UniEX: An Effective and Efficient Framework for Unified Information Extraction via a Span-extractive Perspective
This addresses the need for efficient and effective universal information extraction systems that work across different tasks and schemas, representing a novel method rather than an incremental improvement.
The authors tackled the problem of unified information extraction across multiple tasks by proposing UniEX, a span-extractive framework that converts text-based IE tasks into token-pair problems. The results show that UniEX outperforms generative universal IE models on 14 benchmark datasets in both performance and inference speed, with state-of-the-art performance in low-resource scenarios.
We propose a new paradigm for universal information extraction (IE) that is compatible with any schema format and applicable to a list of IE tasks, such as named entity recognition, relation extraction, event extraction and sentiment analysis.

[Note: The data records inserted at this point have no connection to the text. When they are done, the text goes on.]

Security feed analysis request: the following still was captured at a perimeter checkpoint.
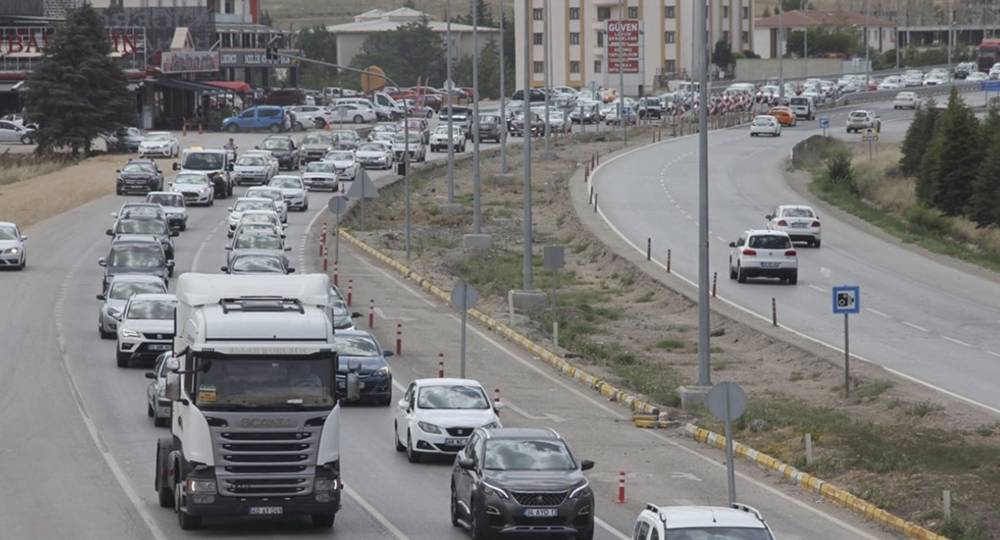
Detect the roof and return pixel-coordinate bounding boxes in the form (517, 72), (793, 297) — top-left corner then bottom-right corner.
(754, 9), (896, 28)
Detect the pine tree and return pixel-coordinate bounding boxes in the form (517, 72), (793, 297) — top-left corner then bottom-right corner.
(25, 5), (134, 156)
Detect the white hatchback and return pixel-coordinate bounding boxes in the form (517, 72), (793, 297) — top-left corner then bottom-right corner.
(393, 379), (503, 463)
(729, 230), (799, 285)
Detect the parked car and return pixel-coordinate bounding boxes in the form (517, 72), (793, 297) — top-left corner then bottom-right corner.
(729, 230), (799, 285)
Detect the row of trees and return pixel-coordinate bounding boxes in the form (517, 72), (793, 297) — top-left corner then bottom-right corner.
(899, 89), (1000, 227)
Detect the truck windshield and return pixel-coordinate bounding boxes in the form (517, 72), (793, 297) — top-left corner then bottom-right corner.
(192, 355), (337, 410)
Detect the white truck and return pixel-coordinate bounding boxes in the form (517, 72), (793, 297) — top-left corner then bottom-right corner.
(154, 273), (342, 529)
(173, 146), (236, 199)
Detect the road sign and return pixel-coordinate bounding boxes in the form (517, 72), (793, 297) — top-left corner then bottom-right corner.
(833, 285), (861, 315)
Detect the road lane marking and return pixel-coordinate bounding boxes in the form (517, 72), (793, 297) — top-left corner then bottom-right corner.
(902, 321), (930, 332)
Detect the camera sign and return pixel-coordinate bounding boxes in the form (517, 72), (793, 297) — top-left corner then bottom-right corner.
(833, 285), (861, 315)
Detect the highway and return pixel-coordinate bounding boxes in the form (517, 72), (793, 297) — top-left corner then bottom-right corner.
(0, 124), (891, 540)
(594, 93), (1000, 414)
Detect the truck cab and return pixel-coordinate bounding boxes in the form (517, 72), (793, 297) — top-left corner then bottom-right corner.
(154, 273), (342, 529)
(173, 146), (235, 199)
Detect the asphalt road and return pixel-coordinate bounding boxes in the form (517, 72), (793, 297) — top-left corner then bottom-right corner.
(595, 90), (1000, 414)
(0, 118), (888, 540)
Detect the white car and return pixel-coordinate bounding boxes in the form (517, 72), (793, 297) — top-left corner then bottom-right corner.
(633, 503), (774, 540)
(764, 205), (823, 247)
(750, 114), (781, 137)
(892, 92), (920, 109)
(139, 131), (180, 158)
(431, 124), (465, 152)
(393, 379), (502, 463)
(729, 230), (799, 285)
(302, 158), (340, 191)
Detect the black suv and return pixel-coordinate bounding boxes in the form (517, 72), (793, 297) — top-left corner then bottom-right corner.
(115, 159), (163, 195)
(451, 428), (595, 540)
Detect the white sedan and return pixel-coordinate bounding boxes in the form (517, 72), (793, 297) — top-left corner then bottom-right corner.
(139, 131), (180, 158)
(750, 114), (781, 137)
(764, 205), (823, 247)
(393, 379), (502, 463)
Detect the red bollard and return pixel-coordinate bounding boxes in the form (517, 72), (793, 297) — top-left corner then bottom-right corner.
(396, 323), (403, 356)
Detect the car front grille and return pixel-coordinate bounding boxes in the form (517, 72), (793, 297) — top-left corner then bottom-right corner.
(510, 491), (567, 506)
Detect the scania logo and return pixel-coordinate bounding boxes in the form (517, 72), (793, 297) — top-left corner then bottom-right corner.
(238, 417), (296, 428)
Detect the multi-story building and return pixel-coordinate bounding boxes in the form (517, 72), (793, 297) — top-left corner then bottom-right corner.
(514, 0), (754, 95)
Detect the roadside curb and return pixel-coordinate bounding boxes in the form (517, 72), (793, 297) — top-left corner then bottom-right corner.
(340, 228), (660, 414)
(684, 424), (948, 540)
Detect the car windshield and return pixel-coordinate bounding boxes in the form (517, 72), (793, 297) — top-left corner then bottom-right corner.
(749, 234), (792, 249)
(483, 439), (576, 471)
(184, 153), (225, 171)
(663, 527), (773, 540)
(194, 355), (336, 411)
(108, 244), (165, 268)
(125, 300), (177, 320)
(417, 385), (490, 410)
(115, 219), (167, 234)
(229, 255), (285, 274)
(108, 281), (166, 300)
(781, 208), (813, 217)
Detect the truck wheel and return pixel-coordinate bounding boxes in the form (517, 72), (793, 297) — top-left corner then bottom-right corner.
(312, 514), (337, 529)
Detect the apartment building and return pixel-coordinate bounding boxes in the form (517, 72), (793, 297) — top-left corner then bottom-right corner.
(514, 0), (754, 95)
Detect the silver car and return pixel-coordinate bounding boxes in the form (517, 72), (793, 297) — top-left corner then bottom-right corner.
(0, 222), (28, 270)
(97, 274), (167, 339)
(146, 351), (179, 427)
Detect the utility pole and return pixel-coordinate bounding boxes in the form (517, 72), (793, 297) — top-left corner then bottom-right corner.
(521, 0), (535, 290)
(470, 0), (483, 234)
(445, 0), (455, 203)
(694, 1), (712, 387)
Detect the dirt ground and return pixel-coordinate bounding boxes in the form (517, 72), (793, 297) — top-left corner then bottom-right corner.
(347, 125), (1000, 539)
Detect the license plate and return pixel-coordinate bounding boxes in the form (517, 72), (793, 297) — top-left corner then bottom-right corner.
(250, 506), (285, 516)
(524, 508), (559, 517)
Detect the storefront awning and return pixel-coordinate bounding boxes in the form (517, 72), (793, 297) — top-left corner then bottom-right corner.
(202, 81), (253, 94)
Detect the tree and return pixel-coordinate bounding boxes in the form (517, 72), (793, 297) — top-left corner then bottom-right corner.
(351, 20), (445, 86)
(25, 5), (135, 156)
(712, 39), (733, 69)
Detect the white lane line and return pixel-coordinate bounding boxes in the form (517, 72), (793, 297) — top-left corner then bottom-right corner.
(902, 321), (930, 332)
(344, 484), (410, 540)
(865, 308), (892, 319)
(941, 336), (972, 347)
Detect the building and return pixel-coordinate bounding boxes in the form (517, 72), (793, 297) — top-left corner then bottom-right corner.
(514, 0), (754, 95)
(753, 9), (896, 58)
(326, 7), (500, 71)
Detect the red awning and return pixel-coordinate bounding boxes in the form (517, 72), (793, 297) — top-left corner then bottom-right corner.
(204, 81), (251, 94)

Our approach converts the text-based IE tasks as the token-pair problem, which uniformly disassembles all extraction targets into joint span detection, classification and association problems with a unified extractive framework, namely UniEX. UniEX can synchronously encode schema-based prompt and textual information, and collaboratively learn the generalized knowledge from pre-defined information using the auto-encoder language models. We develop a traffine attention mechanism to integrate heterogeneous factors including tasks, labels and inside tokens, and obtain the extraction target via a scoring matrix. Experiment results show that UniEX can outperform generative universal IE models in terms of performance and inference-speed on $14$ benchmarks IE datasets with the supervised setting. The state-of-the-art performance in low-resource scenarios also verifies the transferability and effectiveness of UniEX.